The Five-Step Prompt Migration Framework
1
Identify effort phrases and remove them. Search for: “think step by step”, “take a deep breath”, “be thorough”, “be careful”. Delete all. If the task is high-stakes, replace with a stakes statement: “this decision is irreversible — reason carefully.”
2
Convert rule lists to goal + lens. Any prompt with 4+ rules should be reviewed. Identify the real goal and the audience or lens. Replace the rule list with a single goal statement. Keep only hard constraints that cannot be inferred.
3
Convert agentic step lists to contracts. For any multi-step agent prompt: define start state + end state + stop condition. Remove numbered step lists. Test with a complex real task to verify self-direction.
4
Audit vision prompts for scaffolding. Remove “describe the image first, then…” patterns. Replace with your actual question. The resolution limit is now 3.75MP — just ask directly.
5
Audit system prompt token counts before scaling. The new tokenizer fragments long preambles differently. Run your system prompts through the tokenizer before migrating — especially for coding-agent workloads where cost impact can reach +35%.
One Honest Gotcha — The Tokenizer
Opus 4.7 ships a re-trained tokenizer. This has a cost implication that Anthropic flags explicitly in their migration guide.

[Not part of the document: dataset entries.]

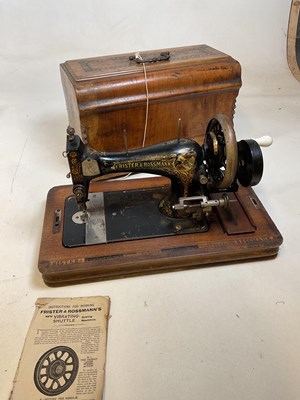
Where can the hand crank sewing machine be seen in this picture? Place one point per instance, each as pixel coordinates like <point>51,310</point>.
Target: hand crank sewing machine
<point>195,208</point>
<point>181,207</point>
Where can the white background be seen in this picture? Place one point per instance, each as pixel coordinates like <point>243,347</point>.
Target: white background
<point>229,332</point>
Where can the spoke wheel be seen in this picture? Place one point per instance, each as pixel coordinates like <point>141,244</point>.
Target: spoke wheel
<point>221,153</point>
<point>56,370</point>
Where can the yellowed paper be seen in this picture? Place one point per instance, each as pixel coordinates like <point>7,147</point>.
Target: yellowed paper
<point>64,353</point>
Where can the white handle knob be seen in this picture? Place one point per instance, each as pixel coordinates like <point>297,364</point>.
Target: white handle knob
<point>264,141</point>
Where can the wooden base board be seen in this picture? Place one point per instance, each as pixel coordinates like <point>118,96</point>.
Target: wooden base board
<point>61,266</point>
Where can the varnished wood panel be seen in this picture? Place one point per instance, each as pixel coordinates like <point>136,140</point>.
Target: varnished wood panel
<point>105,95</point>
<point>59,265</point>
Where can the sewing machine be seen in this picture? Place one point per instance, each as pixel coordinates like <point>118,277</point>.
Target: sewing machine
<point>158,183</point>
<point>197,209</point>
<point>183,206</point>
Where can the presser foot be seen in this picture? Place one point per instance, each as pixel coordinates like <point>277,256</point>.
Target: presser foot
<point>123,215</point>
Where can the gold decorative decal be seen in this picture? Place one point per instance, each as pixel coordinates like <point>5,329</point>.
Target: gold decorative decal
<point>181,166</point>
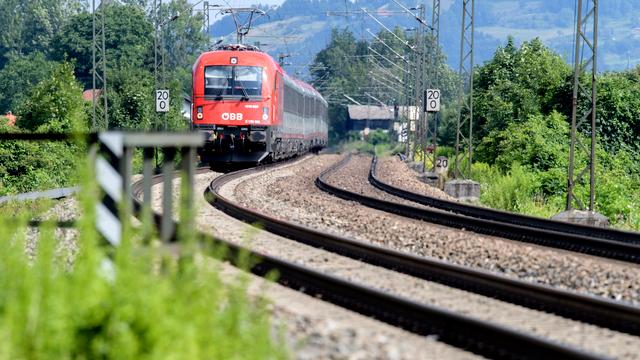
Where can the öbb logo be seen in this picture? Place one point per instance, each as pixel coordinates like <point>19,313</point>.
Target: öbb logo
<point>232,116</point>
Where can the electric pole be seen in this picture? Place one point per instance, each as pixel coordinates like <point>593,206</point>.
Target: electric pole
<point>465,92</point>
<point>99,67</point>
<point>584,97</point>
<point>435,75</point>
<point>159,58</point>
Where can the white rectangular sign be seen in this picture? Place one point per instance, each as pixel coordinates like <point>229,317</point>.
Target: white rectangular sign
<point>433,100</point>
<point>162,100</point>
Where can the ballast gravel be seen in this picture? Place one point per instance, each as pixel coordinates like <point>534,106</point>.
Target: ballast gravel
<point>313,329</point>
<point>67,246</point>
<point>587,337</point>
<point>393,171</point>
<point>291,194</point>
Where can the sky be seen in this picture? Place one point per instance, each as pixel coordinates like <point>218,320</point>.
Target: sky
<point>237,3</point>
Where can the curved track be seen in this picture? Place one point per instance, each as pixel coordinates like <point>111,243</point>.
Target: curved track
<point>483,338</point>
<point>477,212</point>
<point>618,250</point>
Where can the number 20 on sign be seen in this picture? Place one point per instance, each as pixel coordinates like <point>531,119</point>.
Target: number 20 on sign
<point>432,100</point>
<point>162,100</point>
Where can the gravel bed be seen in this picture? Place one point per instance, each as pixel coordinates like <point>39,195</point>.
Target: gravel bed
<point>63,210</point>
<point>583,273</point>
<point>312,328</point>
<point>546,325</point>
<point>393,171</point>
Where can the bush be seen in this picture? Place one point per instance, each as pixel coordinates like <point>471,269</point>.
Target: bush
<point>148,305</point>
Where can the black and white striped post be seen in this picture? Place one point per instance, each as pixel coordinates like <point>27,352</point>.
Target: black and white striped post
<point>114,171</point>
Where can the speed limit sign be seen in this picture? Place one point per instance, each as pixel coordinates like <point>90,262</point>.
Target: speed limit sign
<point>432,100</point>
<point>162,100</point>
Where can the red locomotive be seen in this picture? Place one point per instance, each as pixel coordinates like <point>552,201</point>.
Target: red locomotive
<point>252,110</point>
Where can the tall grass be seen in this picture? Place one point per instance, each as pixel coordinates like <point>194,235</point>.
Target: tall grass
<point>517,191</point>
<point>134,302</point>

⚠ Heads Up — New Tokenizer Cost Impact
Long, repetitive “you-are-an-expert” preambles now fragment into more tokens than before. Average system prompts are running ~18% higher; coding-agent workloads are seeing up to 35% higher token counts. Audit your prompts before deploying at scale.
+18%
Avg system-prompt cost
Token Optimisation Checklist
- ✓Remove all “you are an expert in X” preambles — now expensive and counterproductive
- ✓Remove step-by-step numbered lists from system prompts — replace with goal statements
- ✓Remove repeated emphasis phrases (“make sure to,” “always remember to,” “it is important that”)
- ✓Run final system prompt through tokenizer before production deployment
- ✓For coding-agent workloads, budget for up to 35% higher token counts until prompts are optimised
The Trade
Simpler prompts. Same quality bar. That’s the upgrade.
The habits that served you in 2024 made sense then. Verbose step lists, effort phrases, checklist rubrics — they were real workarounds for real limitations. Those limitations are gone. The scaffolding can come down.